How do I find dy/dx for x2y+xy2=6 using implicit differentiation?

[Jim4592]

Homework Statement

find dy/dx for x²y+xy²=6

Homework Equations

The Attempt at a Solution

d/dx (x²y+xy₂) = d/dx (6)
x²*(dy/dx)+y*2x+x*2y(dy/dx)+2y=0
x²*(dy/dx)+y*2x+x*2y(dy/dx)=-2y
(dy/dx)+y*2x+x*2y(dy/dx)=(-2y/x²)
(dy/dx)+y*2x+(dy/dx)=(-2y/x²+2xy)

I'm not sure what to do now, i know that the answer is (2xy-y²/x²+2xy)

I got the denominator correct in my answer but I'm not sure how to get the numerator correctly. Did I go wrong somewhere during the process?

 

[quantumdude]

Now you algebraically solve for dy/dx.

 

[Unco]

Homework Statement

find dy/dx for x²y+xy²=6

The Attempt at a Solution

d/dx (x²y+xy²) = d/dx (6)
x²*(dy/dx)+y*2x+x*2y(dy/dx)+2y=0

Try that again.
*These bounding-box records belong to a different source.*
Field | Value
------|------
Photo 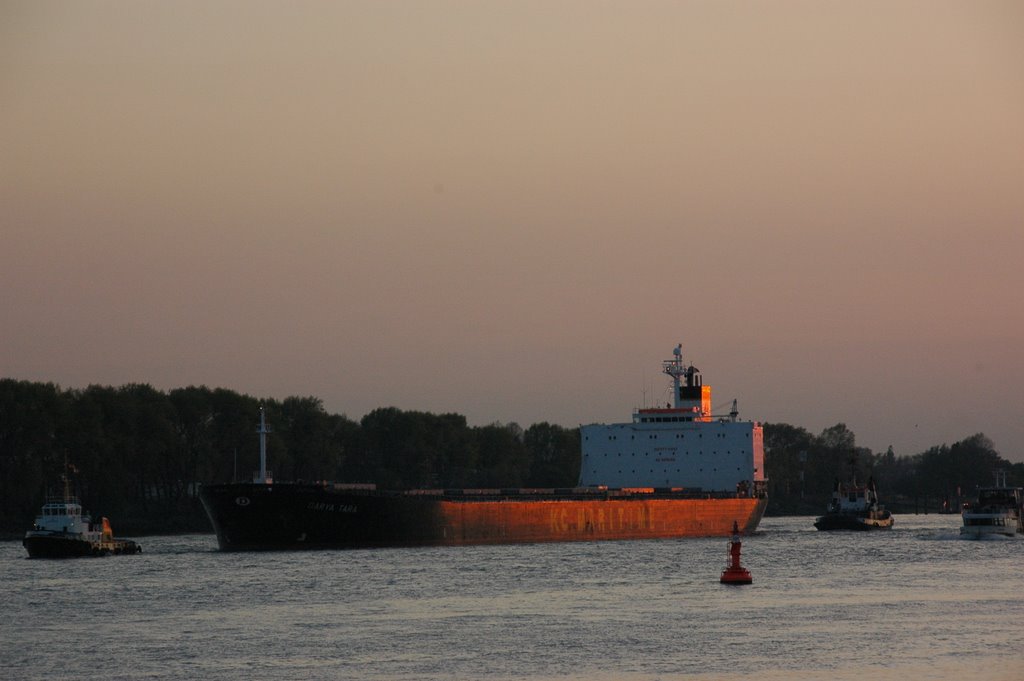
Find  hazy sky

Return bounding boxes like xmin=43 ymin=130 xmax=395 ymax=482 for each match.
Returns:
xmin=0 ymin=0 xmax=1024 ymax=461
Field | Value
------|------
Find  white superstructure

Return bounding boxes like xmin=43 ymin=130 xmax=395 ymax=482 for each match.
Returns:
xmin=580 ymin=345 xmax=765 ymax=494
xmin=961 ymin=470 xmax=1024 ymax=539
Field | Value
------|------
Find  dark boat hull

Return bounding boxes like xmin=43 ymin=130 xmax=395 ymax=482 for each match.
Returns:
xmin=200 ymin=483 xmax=767 ymax=551
xmin=22 ymin=534 xmax=142 ymax=558
xmin=814 ymin=513 xmax=893 ymax=531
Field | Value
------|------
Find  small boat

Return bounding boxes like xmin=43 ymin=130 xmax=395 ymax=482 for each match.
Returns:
xmin=814 ymin=477 xmax=894 ymax=530
xmin=22 ymin=474 xmax=142 ymax=558
xmin=961 ymin=470 xmax=1024 ymax=539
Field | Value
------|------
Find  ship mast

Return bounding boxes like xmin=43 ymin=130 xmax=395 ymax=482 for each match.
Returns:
xmin=662 ymin=343 xmax=686 ymax=409
xmin=254 ymin=405 xmax=273 ymax=484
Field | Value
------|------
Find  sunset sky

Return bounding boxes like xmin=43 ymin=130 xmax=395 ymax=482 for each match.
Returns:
xmin=0 ymin=0 xmax=1024 ymax=461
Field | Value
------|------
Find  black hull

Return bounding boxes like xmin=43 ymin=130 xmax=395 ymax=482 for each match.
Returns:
xmin=22 ymin=537 xmax=94 ymax=558
xmin=22 ymin=535 xmax=142 ymax=558
xmin=200 ymin=483 xmax=767 ymax=551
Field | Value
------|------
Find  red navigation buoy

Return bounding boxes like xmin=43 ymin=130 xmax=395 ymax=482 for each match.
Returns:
xmin=720 ymin=520 xmax=754 ymax=584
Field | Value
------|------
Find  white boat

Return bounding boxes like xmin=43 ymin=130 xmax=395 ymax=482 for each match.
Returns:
xmin=22 ymin=466 xmax=142 ymax=558
xmin=814 ymin=477 xmax=895 ymax=531
xmin=961 ymin=470 xmax=1024 ymax=539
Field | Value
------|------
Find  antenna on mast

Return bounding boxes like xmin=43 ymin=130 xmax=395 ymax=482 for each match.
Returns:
xmin=253 ymin=405 xmax=273 ymax=484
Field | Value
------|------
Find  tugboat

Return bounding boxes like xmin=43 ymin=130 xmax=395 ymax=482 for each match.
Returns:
xmin=961 ymin=470 xmax=1024 ymax=539
xmin=814 ymin=477 xmax=894 ymax=530
xmin=22 ymin=466 xmax=142 ymax=558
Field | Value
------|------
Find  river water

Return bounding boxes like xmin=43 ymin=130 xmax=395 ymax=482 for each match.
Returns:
xmin=0 ymin=515 xmax=1024 ymax=681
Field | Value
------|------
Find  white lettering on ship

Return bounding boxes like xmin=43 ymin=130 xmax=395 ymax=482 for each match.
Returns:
xmin=306 ymin=502 xmax=355 ymax=513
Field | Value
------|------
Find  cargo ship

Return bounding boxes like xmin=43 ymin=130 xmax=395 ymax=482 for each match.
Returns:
xmin=200 ymin=346 xmax=767 ymax=551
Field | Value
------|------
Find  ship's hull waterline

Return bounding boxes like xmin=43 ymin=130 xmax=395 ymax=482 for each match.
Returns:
xmin=201 ymin=483 xmax=767 ymax=551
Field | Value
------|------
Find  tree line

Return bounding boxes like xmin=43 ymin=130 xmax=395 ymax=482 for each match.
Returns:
xmin=764 ymin=423 xmax=1024 ymax=514
xmin=0 ymin=379 xmax=580 ymax=536
xmin=0 ymin=379 xmax=1024 ymax=537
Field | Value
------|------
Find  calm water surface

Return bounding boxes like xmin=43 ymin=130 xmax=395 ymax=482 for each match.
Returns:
xmin=0 ymin=515 xmax=1024 ymax=681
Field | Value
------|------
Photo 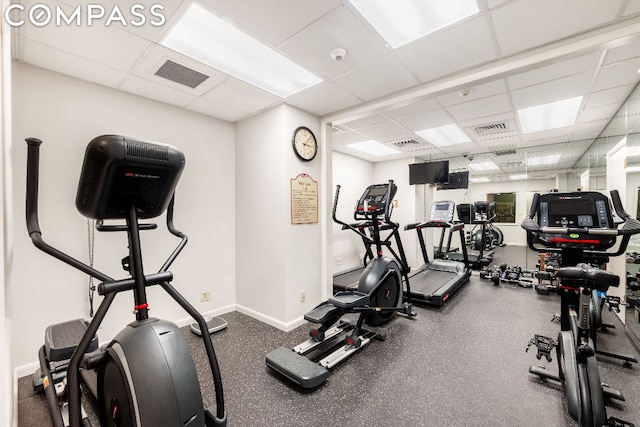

Piece by piece:
$$x^2y$$ differentiates to $$2xy + x^2y'$$
$$xy^2$$ differentiates to $$y^2 + 2xyy'$$

Then follow Tom's advice!

 

[tiny-tim]

I'm not sure what to do now, i know that the answer is (2xy-y²/x²+2xy)

I got the denominator correct in my answer but I'm not sure how to get the numerator correctly.

Hi Jim4592!

Isn't it (2xy + y²/x²+2xy)?

 

[Unco]

Isn't it (2xy + y²/x²+2xy)?

Rather,

-(2xy + y²)/(x² + 2xy)

 

[tiny-tim]

oops!

thanks, Unco! ​